Você sabia que o Brasil tem deuses (fora o futebol)? No mesmo sentido que os gregos e romanos tinham? Os deuses gregos e romanos foram derrotados por Constantino (o primeiro golpe) e Teodósio (o golpe final).
Os deuses do Brasil nasceram na África e chegaram aqui nos porões dos navios negreiros que cruzaram o Atlântico na Passagem do Meio, uma viagem que transportava não apenas pessoas, mas também uma cultura. Houve um grande esforço por parte dos poderosos do Brasil para exterminar os deuses africanos em solo brasileiro, mas isso não funcionou.
Assim como os imperadores romanos tentaram extinguir a crença muito real em Júpiter, Apolo, Vênus, Minerva e outros, proibindo as cerimônias dedicadas a essas divindades, as “autoridades” brasileiras proibiram as cerimônias voltadas a Oxalá, Oxossi, Iansã, Yemanjá e tantos outros.
Mas, como aconteceu com a futilidade última da repressão comunista ao cristianismo na Rússia, na Polônia e em outros lugares, a piedade da classe dominante brasileira também não teve sucesso (vocês não conseguem, nunca, cuidar das suas próprias vidas?).
Os gregos e romanos tinham estátuas; magníficas, maravilhosamente concebidas, esculpidas e elaboradas.
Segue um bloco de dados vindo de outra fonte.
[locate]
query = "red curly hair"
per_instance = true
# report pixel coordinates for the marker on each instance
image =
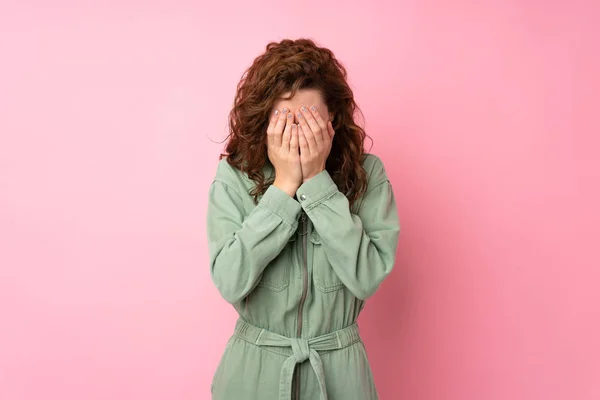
(289, 66)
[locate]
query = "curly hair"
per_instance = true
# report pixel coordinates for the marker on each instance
(289, 66)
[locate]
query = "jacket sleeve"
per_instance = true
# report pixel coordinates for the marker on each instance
(361, 248)
(240, 245)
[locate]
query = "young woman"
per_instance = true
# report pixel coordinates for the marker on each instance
(302, 228)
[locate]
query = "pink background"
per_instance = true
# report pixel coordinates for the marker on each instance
(483, 112)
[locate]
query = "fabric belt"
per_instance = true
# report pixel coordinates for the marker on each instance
(302, 349)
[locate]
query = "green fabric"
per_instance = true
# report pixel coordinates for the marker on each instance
(283, 277)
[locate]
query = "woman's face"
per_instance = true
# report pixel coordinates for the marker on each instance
(304, 97)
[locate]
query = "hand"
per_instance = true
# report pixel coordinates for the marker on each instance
(315, 138)
(282, 145)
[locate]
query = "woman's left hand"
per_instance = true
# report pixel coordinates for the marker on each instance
(315, 138)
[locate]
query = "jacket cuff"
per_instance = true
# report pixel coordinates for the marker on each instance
(316, 190)
(281, 204)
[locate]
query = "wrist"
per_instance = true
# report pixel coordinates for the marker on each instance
(288, 188)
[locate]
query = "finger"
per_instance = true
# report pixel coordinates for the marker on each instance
(279, 126)
(294, 141)
(304, 149)
(289, 121)
(271, 127)
(310, 138)
(312, 123)
(330, 129)
(322, 124)
(285, 142)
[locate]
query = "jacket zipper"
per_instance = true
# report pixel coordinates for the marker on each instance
(303, 232)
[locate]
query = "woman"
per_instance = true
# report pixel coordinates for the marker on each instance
(302, 229)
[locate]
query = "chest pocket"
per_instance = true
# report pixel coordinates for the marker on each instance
(276, 276)
(325, 278)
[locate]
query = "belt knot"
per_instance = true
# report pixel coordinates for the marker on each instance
(300, 349)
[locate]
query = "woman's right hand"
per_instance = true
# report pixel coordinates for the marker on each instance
(283, 151)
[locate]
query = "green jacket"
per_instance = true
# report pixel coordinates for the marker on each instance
(299, 269)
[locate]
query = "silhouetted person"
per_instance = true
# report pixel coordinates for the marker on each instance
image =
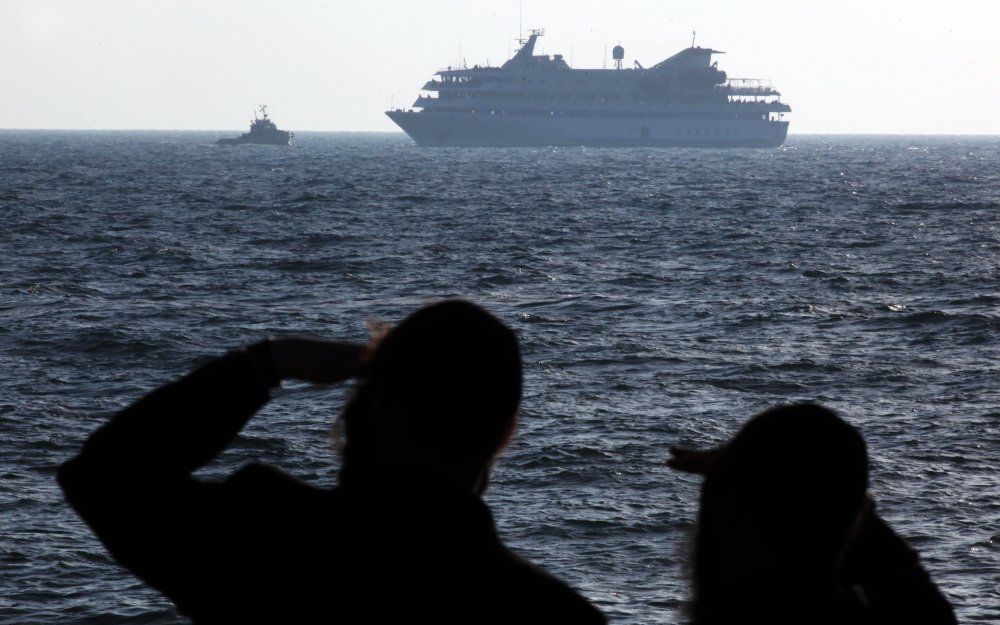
(787, 534)
(405, 538)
Os africanos tinham ritmos e melodias… ritmos magníficos, maravilhosamente concebidos, trabalhados e elaborados, sobre os quais flutuam (não estão presos, como na música ocidental) melodias que variam entre o inspirado e o sublime.
Alguns desses ritmos (um em particular) são a base da música popular brasileira. Assim como o mármore adorna Roma, o ritmo adorna o Brasil… mas, para levar a analogia mais adiante, enquanto as estátuas, com o passar do tempo, tornaram-se mais escassas, a modernização da música popular brasileira deixou os ritmos mais raros e distantes (com exceção daqueles que persistem nas casas de candomblé da Bahia, que têm se multiplicado bastante nas últimas décadas)…
Mas isso é o Brasil, não é? Com música por toda parte?

Sim, e sim, mas. O samba e suas vertentes são baseados em polirritmos. E embora se diga que a música brasileira foi enriquecida pela confluência de ritmos e melodias africanas com melodias e harmonias europeias, o componente rítmico, com a americanização dos anos 1950 e, em seguida, sob os efeitos da invasão britânica dos anos 1960 e do sucesso comercial espantoso da música do primeiro mundo, foi empobrecido.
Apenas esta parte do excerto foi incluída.